Wild that this wasn't caught as soon as the dud utility shipped in a distro. I would have expected somebody's scripts to have failed, they ran it under bash -x and thought, "Oh, boy," then off to file a bug.

I like the idea of using Rust and the idea of Software Engineering. But together.

Comment Book Scanner Recommendations? (Score 4, Interesting) 39

We heard a while back about Google making a nondestructive book scanner that used puffs of air to turn pages and multiple cameras with stitching algorithms.

Is there a home version that people can recommend, product or build plans?

I have at least a hundred out-of-print books, some on taboo subjects, that I'd love to be able to scan and lend out privately.

Frankly this would be a good item to lend around; I'd only need one for a few days a year.

Comment Re:Replacing cast-iron bicycle with a titanium one (Score 1) 53

To be fair there's a common way to compile Lua to JVM bytecode so it's likely just a Java front-end, not using the basic interpreter.

Back in the day there was a craze to port Lua, Ruby, Perl, Groovy(!), to run as Java front-ends.

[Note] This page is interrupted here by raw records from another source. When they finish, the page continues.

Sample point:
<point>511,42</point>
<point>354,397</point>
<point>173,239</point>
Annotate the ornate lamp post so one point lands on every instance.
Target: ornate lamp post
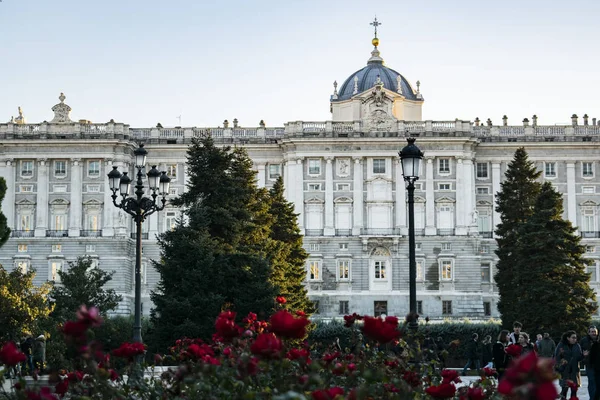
<point>139,208</point>
<point>411,163</point>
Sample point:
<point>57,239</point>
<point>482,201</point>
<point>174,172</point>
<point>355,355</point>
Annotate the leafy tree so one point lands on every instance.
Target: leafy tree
<point>4,229</point>
<point>289,259</point>
<point>82,284</point>
<point>515,202</point>
<point>22,304</point>
<point>553,270</point>
<point>219,259</point>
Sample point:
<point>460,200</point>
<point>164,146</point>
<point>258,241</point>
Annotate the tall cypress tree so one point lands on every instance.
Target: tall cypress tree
<point>289,270</point>
<point>4,229</point>
<point>216,259</point>
<point>557,296</point>
<point>515,203</point>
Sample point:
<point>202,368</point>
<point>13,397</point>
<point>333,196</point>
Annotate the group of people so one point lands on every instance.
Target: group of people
<point>570,355</point>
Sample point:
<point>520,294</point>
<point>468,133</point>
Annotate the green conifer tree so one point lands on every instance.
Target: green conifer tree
<point>552,270</point>
<point>515,203</point>
<point>289,270</point>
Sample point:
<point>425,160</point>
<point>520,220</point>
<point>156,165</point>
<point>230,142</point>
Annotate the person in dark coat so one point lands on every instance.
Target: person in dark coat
<point>568,356</point>
<point>473,353</point>
<point>498,354</point>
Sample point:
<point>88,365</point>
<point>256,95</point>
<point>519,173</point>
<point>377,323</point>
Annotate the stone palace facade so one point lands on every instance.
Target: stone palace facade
<point>344,178</point>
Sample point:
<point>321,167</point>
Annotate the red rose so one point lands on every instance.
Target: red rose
<point>10,355</point>
<point>443,391</point>
<point>286,325</point>
<point>267,345</point>
<point>381,331</point>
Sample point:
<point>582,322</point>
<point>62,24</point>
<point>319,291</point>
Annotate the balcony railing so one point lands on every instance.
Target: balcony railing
<point>90,233</point>
<point>22,233</point>
<point>380,231</point>
<point>134,236</point>
<point>313,232</point>
<point>590,234</point>
<point>57,233</point>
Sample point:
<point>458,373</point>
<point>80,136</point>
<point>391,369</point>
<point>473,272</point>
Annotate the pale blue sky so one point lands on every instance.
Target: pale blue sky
<point>143,62</point>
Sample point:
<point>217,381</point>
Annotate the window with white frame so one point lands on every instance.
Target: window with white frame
<point>170,220</point>
<point>380,269</point>
<point>343,270</point>
<point>94,168</point>
<point>274,171</point>
<point>60,168</point>
<point>54,268</point>
<point>379,166</point>
<point>550,169</point>
<point>443,165</point>
<point>26,168</point>
<point>172,171</point>
<point>314,166</point>
<point>314,270</point>
<point>587,169</point>
<point>420,270</point>
<point>446,270</point>
<point>481,170</point>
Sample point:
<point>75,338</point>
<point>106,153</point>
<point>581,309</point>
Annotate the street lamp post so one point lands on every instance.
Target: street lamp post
<point>139,208</point>
<point>411,162</point>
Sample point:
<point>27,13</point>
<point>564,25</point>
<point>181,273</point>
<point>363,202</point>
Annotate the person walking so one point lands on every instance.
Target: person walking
<point>568,356</point>
<point>473,353</point>
<point>546,347</point>
<point>586,345</point>
<point>499,353</point>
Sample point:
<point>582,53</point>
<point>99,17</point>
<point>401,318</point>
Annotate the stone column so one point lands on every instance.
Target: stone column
<point>329,224</point>
<point>358,205</point>
<point>495,189</point>
<point>299,198</point>
<point>41,218</point>
<point>430,228</point>
<point>76,198</point>
<point>571,194</point>
<point>400,198</point>
<point>108,220</point>
<point>261,175</point>
<point>7,171</point>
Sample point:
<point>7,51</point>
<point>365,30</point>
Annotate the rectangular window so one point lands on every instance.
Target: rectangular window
<point>487,308</point>
<point>486,273</point>
<point>344,307</point>
<point>27,168</point>
<point>314,270</point>
<point>172,171</point>
<point>379,166</point>
<point>446,267</point>
<point>314,166</point>
<point>343,269</point>
<point>447,307</point>
<point>482,170</point>
<point>380,308</point>
<point>550,170</point>
<point>94,168</point>
<point>274,171</point>
<point>443,165</point>
<point>587,169</point>
<point>60,168</point>
<point>380,272</point>
<point>588,189</point>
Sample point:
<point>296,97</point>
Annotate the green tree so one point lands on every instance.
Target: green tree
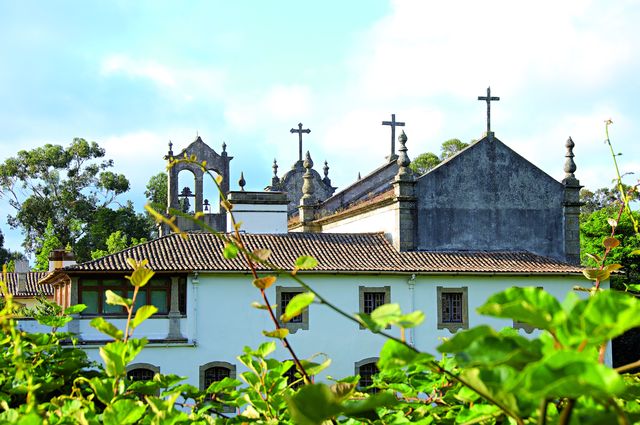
<point>429,160</point>
<point>156,192</point>
<point>4,253</point>
<point>64,185</point>
<point>104,222</point>
<point>595,227</point>
<point>48,243</point>
<point>451,147</point>
<point>116,242</point>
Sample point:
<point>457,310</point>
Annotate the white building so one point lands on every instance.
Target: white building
<point>481,222</point>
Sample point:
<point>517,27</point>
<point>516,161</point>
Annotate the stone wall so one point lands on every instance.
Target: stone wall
<point>490,198</point>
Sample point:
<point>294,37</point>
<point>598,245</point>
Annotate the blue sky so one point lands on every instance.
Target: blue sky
<point>133,75</point>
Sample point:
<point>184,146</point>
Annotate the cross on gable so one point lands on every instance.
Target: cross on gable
<point>488,98</point>
<point>300,131</point>
<point>393,123</point>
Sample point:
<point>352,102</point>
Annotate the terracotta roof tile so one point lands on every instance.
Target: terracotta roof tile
<point>32,287</point>
<point>335,252</point>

Not many got put into production outside of Lua.

However the real point here is that it's now "tell me why I shouldn't use Rust" time.

Moving ABI might be a reasonable objection for a small team but Cloudflare has over a hundred engineers on this so it's not a problem.

They get speed and memory safety in exchange for learning "The Rust Way". Seems like a good engineering tradeoff.

IMO Rust is still for the top 20% of engineers so Java's "solid middle" is still quite safe.

Comment Re:Solid electrolyte, but not metal anode ... (Score 1) 74

I thought that until I learned that they need weekly maintenance tending.

Somebody would need to build an automated battery watering system for homeowners who go away for a long vacation and forget to water their houseplants.

At some point it's too Rube Goldberg to be usable. Now, a few square miles of grid-scale ... somebody could make a business case where land is cheap and sun and water are plentiful.